The Montreal-based manufacturer said Monday that it has two announcements planned for Tuesday.
"Stay tuned," spokesman Marc Duchesne said from the Paris Air Show when asked when the manufacturer will announce its first aircraft order at the show.
Earlier, Bombardier signed a new agreement with Comac to enhance commonalities between its CSeries and the C919 widebody aircraft from Commercial Aircraft Corporation of China Ltd.
The latest agreement will require the two companies to collaborate on areas of non-flying flight testing, sales and marketing, and customer services related to training, technical publications and parts distribution.
"The second phase of Comac and Bombardier's co-operation is expected to contribute further to enhancing the competitiveness of not only the C919 and CSeries aircraft programs, but also of both Comac's and Bombardier’s overall businesses," Bombardier said on the first day of the biennial Paris event.
It said the agreement will help each partner maximize cost savings and market share, while allowing customers to gain cost benefits from operating both aircraft.
The strengthening relationship is expected to facilitate a number of CSeries orders in what is potentially the world's largest new aerospace market. However, Bombardier (TSE:BBD.B) has yet to receive any orders from China for its new CSeries family of jets.
Walter Spracklin of RBC Capital Markets said the expanded agreement signals that a Chinese order is advancing.
"We would view a Chinese order as a significant catalyst as it would both entrench the CSeries in a growing region as well as add breadth for potential orders from leasing companies," he wrote in a report.

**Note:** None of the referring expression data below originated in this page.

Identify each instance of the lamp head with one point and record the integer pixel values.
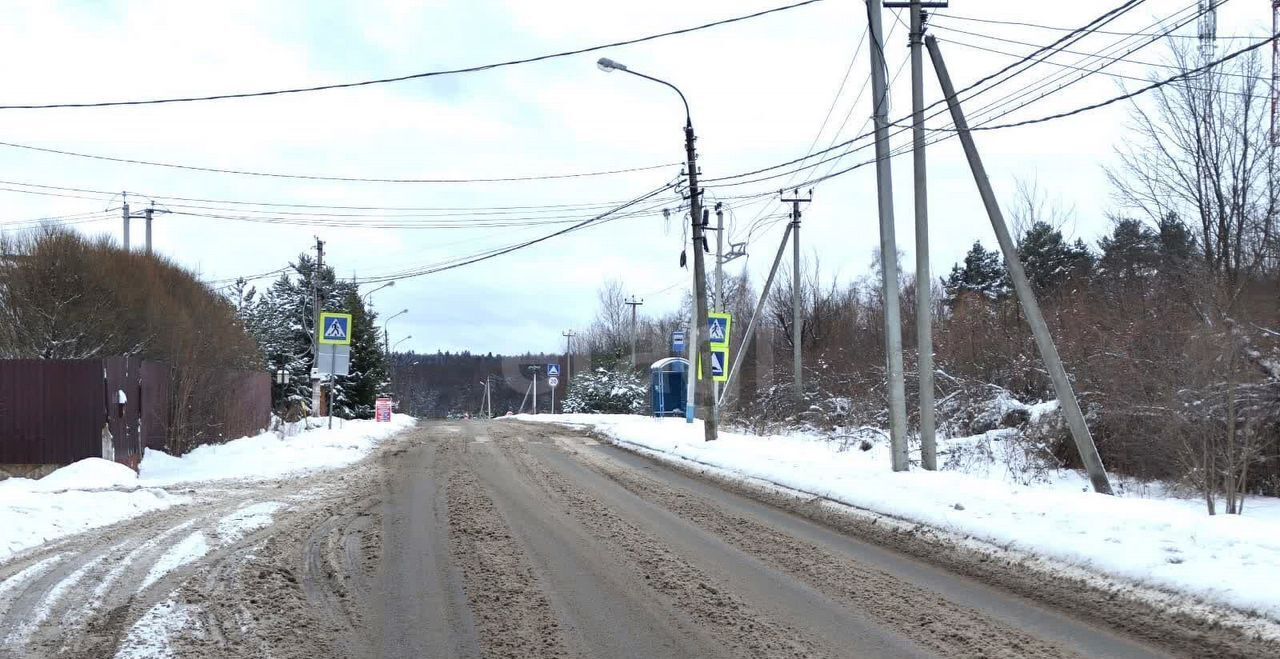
(606, 64)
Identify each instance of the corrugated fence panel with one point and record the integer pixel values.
(50, 411)
(155, 404)
(248, 411)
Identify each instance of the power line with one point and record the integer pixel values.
(494, 254)
(1129, 95)
(414, 76)
(1031, 59)
(444, 210)
(343, 179)
(1057, 28)
(1064, 50)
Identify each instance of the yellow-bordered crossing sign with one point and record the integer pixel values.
(336, 329)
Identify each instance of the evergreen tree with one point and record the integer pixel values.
(1050, 261)
(282, 320)
(1129, 254)
(983, 274)
(356, 393)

Spracklin said Bombardier officials signalled Monday that the maiden flight of the CSeries could happen in about six days.
Duchesne described the first flight as "a moving target" that will definitely happen before the end of the month.

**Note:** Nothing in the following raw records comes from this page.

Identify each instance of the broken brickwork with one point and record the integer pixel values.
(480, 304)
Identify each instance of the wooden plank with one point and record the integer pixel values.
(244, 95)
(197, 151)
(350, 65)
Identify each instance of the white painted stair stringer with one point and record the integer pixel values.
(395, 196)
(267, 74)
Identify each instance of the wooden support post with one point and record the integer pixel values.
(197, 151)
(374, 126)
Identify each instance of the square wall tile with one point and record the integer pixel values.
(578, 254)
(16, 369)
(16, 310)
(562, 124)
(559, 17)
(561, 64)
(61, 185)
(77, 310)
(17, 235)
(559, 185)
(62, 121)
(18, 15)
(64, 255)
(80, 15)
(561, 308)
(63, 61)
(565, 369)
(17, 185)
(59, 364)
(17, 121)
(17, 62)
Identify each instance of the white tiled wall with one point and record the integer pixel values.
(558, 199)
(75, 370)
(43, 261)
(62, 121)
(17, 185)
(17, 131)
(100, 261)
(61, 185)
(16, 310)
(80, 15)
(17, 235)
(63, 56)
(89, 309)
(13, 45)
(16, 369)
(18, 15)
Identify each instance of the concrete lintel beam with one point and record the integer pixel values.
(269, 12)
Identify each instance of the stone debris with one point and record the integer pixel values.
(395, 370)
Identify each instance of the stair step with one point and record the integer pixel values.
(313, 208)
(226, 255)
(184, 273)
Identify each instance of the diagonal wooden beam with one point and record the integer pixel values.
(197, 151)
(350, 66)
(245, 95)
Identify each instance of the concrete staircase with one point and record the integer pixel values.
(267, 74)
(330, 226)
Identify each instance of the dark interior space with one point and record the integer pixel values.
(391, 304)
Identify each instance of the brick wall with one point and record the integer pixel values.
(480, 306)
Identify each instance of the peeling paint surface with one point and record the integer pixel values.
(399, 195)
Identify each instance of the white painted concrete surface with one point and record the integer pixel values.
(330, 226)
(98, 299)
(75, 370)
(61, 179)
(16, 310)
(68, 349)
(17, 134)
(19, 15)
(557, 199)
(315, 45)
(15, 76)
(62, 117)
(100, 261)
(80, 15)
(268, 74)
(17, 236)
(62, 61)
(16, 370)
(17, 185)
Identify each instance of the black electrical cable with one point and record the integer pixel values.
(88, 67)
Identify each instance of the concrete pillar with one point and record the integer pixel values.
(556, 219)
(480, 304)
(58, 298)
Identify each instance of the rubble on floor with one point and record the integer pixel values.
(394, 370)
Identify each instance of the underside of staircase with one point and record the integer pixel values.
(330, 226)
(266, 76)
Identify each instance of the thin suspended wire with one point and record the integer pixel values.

The 90-minute test will include a series of banking manoeuvres with real-time data and engine performance fed to existing and perspective customers.

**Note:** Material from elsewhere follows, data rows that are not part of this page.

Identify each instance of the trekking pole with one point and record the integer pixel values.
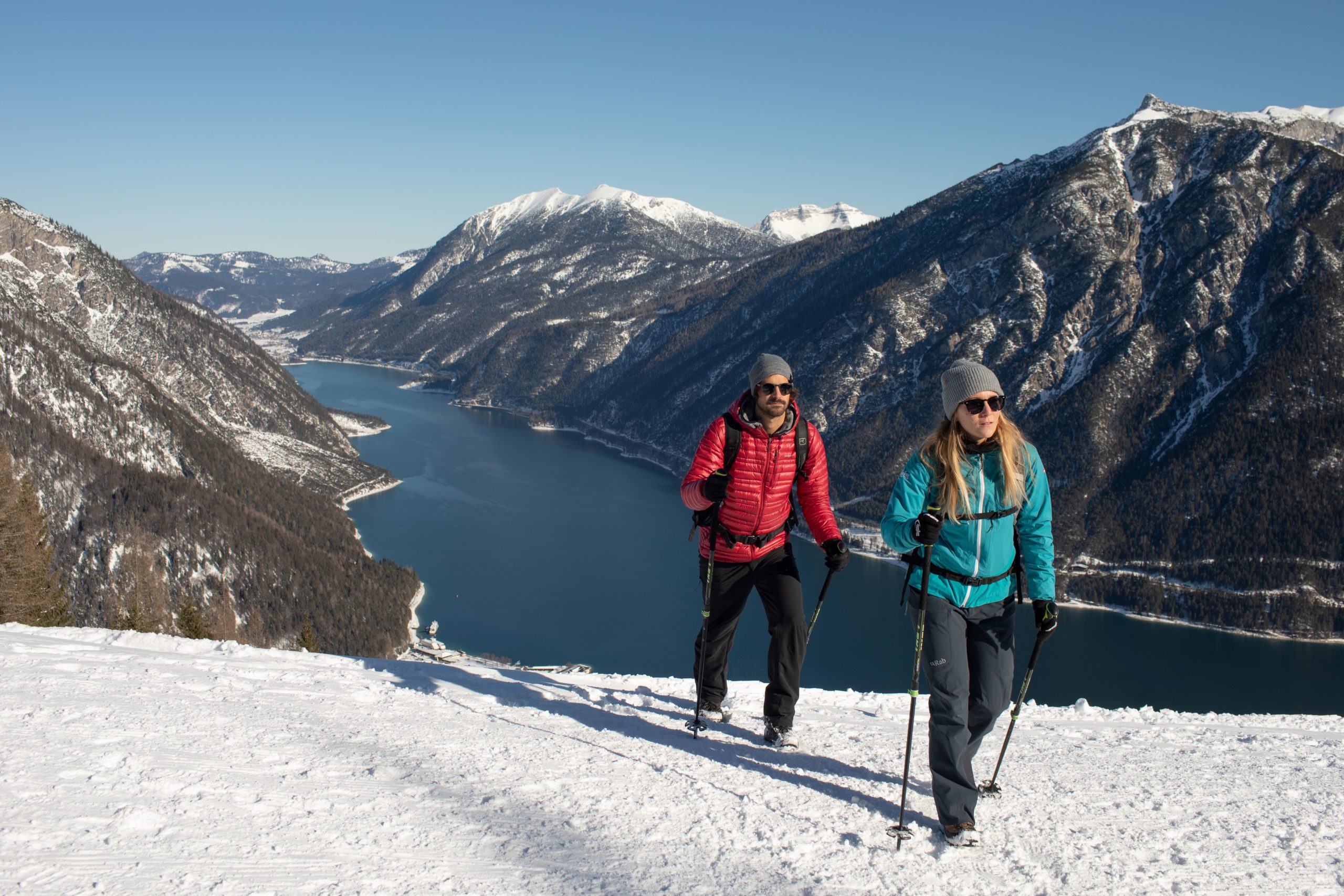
(901, 830)
(695, 724)
(990, 787)
(817, 612)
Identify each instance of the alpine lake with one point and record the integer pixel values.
(546, 547)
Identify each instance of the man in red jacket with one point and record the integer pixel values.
(752, 537)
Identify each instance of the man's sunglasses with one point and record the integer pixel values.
(978, 405)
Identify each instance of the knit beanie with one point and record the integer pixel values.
(964, 379)
(769, 366)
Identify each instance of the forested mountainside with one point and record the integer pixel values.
(1162, 301)
(536, 293)
(802, 222)
(245, 284)
(154, 430)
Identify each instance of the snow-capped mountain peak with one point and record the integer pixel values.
(549, 203)
(800, 222)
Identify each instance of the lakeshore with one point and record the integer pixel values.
(491, 512)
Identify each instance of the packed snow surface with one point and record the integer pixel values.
(136, 763)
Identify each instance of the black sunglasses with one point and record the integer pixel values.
(978, 405)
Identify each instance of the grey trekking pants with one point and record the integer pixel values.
(968, 662)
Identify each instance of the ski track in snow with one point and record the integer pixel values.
(135, 763)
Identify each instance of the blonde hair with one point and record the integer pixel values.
(944, 455)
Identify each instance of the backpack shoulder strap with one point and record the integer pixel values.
(800, 446)
(731, 440)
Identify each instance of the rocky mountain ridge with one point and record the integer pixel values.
(1162, 301)
(545, 282)
(239, 285)
(802, 222)
(142, 414)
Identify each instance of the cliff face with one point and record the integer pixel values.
(140, 414)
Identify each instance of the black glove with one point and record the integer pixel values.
(717, 487)
(1047, 617)
(838, 555)
(927, 529)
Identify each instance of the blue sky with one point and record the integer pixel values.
(363, 129)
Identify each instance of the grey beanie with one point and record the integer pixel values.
(964, 379)
(769, 366)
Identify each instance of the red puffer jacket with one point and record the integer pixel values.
(759, 493)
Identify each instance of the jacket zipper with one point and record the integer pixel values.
(766, 481)
(980, 524)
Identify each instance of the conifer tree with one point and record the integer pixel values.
(308, 637)
(30, 589)
(191, 623)
(140, 589)
(224, 624)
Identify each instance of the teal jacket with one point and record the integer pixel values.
(978, 547)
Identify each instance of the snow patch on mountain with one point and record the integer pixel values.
(802, 222)
(316, 773)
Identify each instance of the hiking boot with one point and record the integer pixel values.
(961, 835)
(711, 711)
(780, 736)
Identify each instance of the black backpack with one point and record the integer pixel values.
(731, 445)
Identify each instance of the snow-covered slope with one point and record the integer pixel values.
(150, 765)
(142, 414)
(800, 222)
(241, 285)
(546, 282)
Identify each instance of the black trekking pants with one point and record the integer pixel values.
(776, 579)
(968, 662)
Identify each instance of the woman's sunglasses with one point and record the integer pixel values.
(978, 405)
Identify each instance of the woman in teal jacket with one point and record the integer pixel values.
(995, 475)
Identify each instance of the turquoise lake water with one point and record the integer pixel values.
(546, 547)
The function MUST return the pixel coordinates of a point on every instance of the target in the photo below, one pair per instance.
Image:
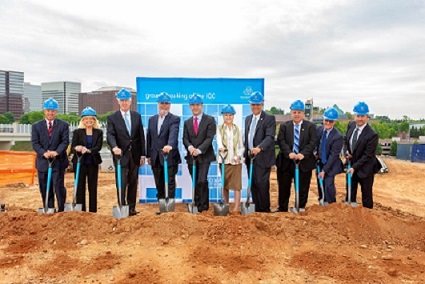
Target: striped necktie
(297, 138)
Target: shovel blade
(46, 210)
(192, 208)
(73, 207)
(221, 209)
(296, 210)
(120, 212)
(247, 208)
(353, 204)
(166, 205)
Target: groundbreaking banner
(216, 93)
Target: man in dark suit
(50, 139)
(260, 131)
(297, 140)
(361, 142)
(126, 138)
(198, 134)
(162, 139)
(329, 148)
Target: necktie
(297, 138)
(252, 133)
(160, 120)
(195, 125)
(49, 130)
(127, 123)
(354, 141)
(323, 147)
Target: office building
(64, 92)
(11, 92)
(33, 94)
(103, 100)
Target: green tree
(3, 119)
(393, 148)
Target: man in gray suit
(297, 140)
(198, 134)
(162, 139)
(126, 138)
(260, 130)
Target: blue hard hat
(361, 108)
(330, 114)
(164, 98)
(297, 105)
(50, 104)
(196, 100)
(123, 94)
(228, 109)
(88, 111)
(256, 98)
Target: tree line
(385, 127)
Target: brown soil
(333, 244)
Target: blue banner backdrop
(216, 93)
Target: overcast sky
(336, 52)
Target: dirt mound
(333, 244)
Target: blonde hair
(95, 124)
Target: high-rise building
(11, 92)
(103, 100)
(33, 94)
(64, 92)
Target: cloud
(332, 51)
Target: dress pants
(201, 189)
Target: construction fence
(17, 168)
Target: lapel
(260, 121)
(122, 122)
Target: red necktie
(195, 125)
(50, 129)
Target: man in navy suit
(361, 142)
(126, 138)
(198, 134)
(50, 139)
(297, 140)
(162, 139)
(260, 130)
(329, 148)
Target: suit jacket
(132, 145)
(308, 143)
(334, 145)
(41, 142)
(263, 138)
(203, 141)
(168, 135)
(364, 159)
(79, 137)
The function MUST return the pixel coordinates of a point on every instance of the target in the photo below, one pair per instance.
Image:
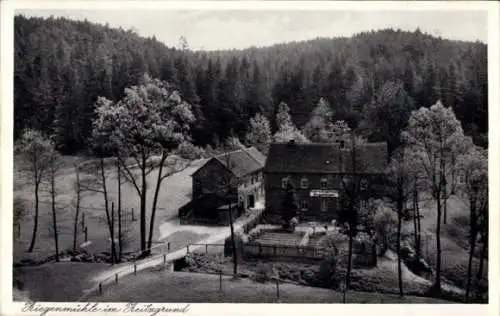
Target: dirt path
(412, 277)
(127, 268)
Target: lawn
(167, 287)
(454, 240)
(175, 192)
(57, 282)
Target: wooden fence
(270, 251)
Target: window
(363, 184)
(461, 179)
(304, 205)
(284, 183)
(324, 205)
(324, 183)
(304, 183)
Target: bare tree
(400, 176)
(19, 214)
(54, 167)
(96, 178)
(34, 150)
(78, 198)
(230, 185)
(475, 170)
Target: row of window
(304, 205)
(304, 183)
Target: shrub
(190, 151)
(327, 275)
(264, 273)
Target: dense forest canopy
(62, 66)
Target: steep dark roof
(241, 162)
(257, 155)
(325, 158)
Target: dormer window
(461, 179)
(304, 183)
(324, 183)
(363, 184)
(284, 183)
(304, 205)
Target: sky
(227, 29)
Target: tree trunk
(155, 202)
(400, 272)
(437, 283)
(35, 224)
(400, 202)
(113, 245)
(233, 241)
(120, 237)
(419, 232)
(142, 219)
(484, 251)
(472, 245)
(54, 218)
(415, 229)
(77, 211)
(349, 259)
(445, 207)
(106, 206)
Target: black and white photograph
(276, 155)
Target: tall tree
(431, 135)
(388, 114)
(317, 129)
(259, 133)
(474, 168)
(151, 119)
(290, 206)
(35, 152)
(400, 177)
(286, 128)
(54, 167)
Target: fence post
(220, 281)
(278, 287)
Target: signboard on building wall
(324, 193)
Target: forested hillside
(372, 80)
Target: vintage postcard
(159, 156)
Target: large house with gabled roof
(316, 171)
(232, 179)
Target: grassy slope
(454, 240)
(58, 282)
(175, 192)
(156, 286)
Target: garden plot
(280, 239)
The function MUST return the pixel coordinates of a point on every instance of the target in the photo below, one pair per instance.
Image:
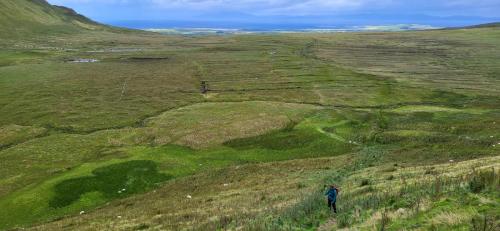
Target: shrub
(485, 223)
(482, 180)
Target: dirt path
(322, 98)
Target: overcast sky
(225, 12)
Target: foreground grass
(138, 116)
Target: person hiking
(332, 193)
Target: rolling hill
(407, 123)
(38, 17)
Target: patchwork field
(407, 123)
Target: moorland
(109, 128)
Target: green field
(407, 123)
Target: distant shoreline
(380, 28)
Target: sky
(285, 13)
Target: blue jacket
(332, 194)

Bombardier said some customers are awaiting confirmation of the plane's performance, so the flight would be a catalyst for new orders, the analyst said. The company signalled it plans to deliver 15 CS100 airplanes in 2014, and between 110 and 120 of the planes per year by 2017.
The Canadian manufacturer's efforts come as Embraer (NYSE:ERJ) announced at the Paris Air Show the launch of a second generation of E-Jets.
The first of three in the E2 family of planes is expected to enter service in the first half of 2018, followed by other planes in the following two years.
"The launch of the E2 builds on our vision to offer leading-edge commercial jets with a capacity right-sized for 70 to 130 seats," said Embraer CEO Frederico Fleury Curado.
The E175-E2 will accommodate up to 88 passengers, the E190-E2 will maintain its size for up to 106 seats and the E195-E2 will accommodate up to 132 seats or 118 seats in dual classes, putting in a competition with the CS100, which will have 110- to 125 seats.
The Embraer planes will be powered by Pratt & Whitney's geared turbofan engine — used on the CSeries — and promises to offer similar operating costs as Boeing and Airbus' smaller re-engined airplanes.
SkyWest is the launch customer, signing a firm order for 100 E175-E2 aircraft, with options for another 100 aircraft. The 200 aircraft would be valued at US$9.36 billion at list prices.
Spracklin said the updated Embraer aircraft puts pressure on Bombardier’s old CRJ regional jet and CSeries products.
He said Embraer will have an advantage winning orders with existing customers because cockpits on the new planes will be similar to the planes in service.
"We believe that it will be a tough sell for competitor airframers to displace Embraer in the future with airlines that have the current E-Jet family in their fleets," he wrote.
With its longer range and better anticipated economics, the all-new CSeries will "provide for enough of a differential such that the two products will largely target two different customer bases," Spracklin said.
He said the E2 will better compete against Bombardier's CRJs, forcing the company to either launch a new regional jet or concede market share in the regional jet segment.
Bombardier responded by saying its existing products, including the CRJ100 are perfectly able to compete.
"We're not concerned about the impact of these new aircraft on our family of aircraft," Duchesne said from Paris.
He added that the CS100 will enter into service in about a year, while Embraer's new plane will arrive beginning in 2018.
Meanwhile, Bombardier identified the buyer for one of its previously announced orders for 10 CSeries passenger jets.
It said an order announced two years ago was placed by Odyssey Airlines, which plans to operate business-class service from London City Airport.
Bombardier said the CS100 jets ordered by Odyssey have a list price of US$628 million.
The company has received commitments for 388 CSeries aircraft, including 177 firm orders.
On the Toronto Stock Exchange, Bombardier's shares closed up two cents at $4.70.